GM’s Ramos Arizpe, Mexico, production facility makes the Equinox EV, Optiq EV, Blazer and Blazer EV. The San Luis Potosi Assembly makes the Equinox and GMC Terrain, and the Silao Assembly produces the light-duty Silverado and Sierra trucks.

The Blazer’s return to the United States comes after a contested hiatus in Mexico. The old full-size model was last built in the United States in a now-shuttered plant in Janesville, Wisconsin. GM in 2018 announced plans to bring back the crossover SUV for production in Ramos Arizpe, Mexico, much to the disappointment of the United Auto Workers.

When GM tried to show off the Blazer at the Tigers’ ballpark fountain briefly in 2019, a local television station published a poll asking if viewers agreed with it being highlighted despite being built in Mexico. GM responded by replacing the Blazer with a Chevrolet Traverse.

Stellantis NV has not announced any production moves to the United States because of tariffs. But early this year, within days of Trump taking office, the automaker did recommit to several major U.S. plant investments, including reopening an assembly plant in Illinois, building the next-generation Dodge Durango in Detroit, and making improvements at key Ohio and Indiana facilities.
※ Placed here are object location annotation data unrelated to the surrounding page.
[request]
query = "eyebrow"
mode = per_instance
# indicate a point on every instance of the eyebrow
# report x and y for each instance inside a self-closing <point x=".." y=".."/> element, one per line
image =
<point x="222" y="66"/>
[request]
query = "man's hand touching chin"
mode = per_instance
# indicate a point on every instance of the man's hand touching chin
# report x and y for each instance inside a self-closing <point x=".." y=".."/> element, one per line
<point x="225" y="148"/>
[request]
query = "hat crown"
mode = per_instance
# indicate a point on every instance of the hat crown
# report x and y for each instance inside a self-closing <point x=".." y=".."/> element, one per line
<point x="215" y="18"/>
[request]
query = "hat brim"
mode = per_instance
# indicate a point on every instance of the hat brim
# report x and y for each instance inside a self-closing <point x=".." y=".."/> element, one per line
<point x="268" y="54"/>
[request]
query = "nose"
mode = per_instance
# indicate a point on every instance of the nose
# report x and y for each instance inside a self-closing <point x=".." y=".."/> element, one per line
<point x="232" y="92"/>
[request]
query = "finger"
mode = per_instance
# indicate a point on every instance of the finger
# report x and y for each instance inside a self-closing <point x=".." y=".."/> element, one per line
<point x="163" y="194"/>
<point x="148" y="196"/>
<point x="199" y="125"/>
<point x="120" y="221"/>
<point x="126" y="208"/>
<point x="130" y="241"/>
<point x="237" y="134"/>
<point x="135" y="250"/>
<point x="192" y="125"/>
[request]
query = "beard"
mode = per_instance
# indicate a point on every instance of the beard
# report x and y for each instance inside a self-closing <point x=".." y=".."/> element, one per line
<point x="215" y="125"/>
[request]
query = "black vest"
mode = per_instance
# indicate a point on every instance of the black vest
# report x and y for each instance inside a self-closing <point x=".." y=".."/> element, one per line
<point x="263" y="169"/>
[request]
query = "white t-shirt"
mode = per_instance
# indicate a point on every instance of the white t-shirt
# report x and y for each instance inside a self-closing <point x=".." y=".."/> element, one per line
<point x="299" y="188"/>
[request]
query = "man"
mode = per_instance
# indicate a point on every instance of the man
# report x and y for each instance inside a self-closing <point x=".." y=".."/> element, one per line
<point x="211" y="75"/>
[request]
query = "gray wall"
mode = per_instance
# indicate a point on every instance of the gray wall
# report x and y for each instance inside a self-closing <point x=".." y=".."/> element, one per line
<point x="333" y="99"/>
Those announcements allayed concerns by the UAW that the automaker was ready to move some of that work outside the country. But union officials are pushing for more U.S. plant investment, and have pointed out that Stellantis has available capacity at many of its major facilities.

Chief Financial Officer Doug Ostermann said late last month that the automaker wants to reduce its tariff costs by shifting more of its parts suppliers stateside. In the longer term, he said the company will also explore moving some of its own production.

The automaker imports more than 40% of its annual U.S. sales, and some of its big foreign plants — including in Mexico and Canada — have temporarily paused or cut production due to the tariffs in recent months.

Ford Motor Co. often boasts that 80% of its vehicles for sale in the United States are already built in its home country. And all of its full-size pickups and profit-rich, full-size SUVs are assembled in the United States.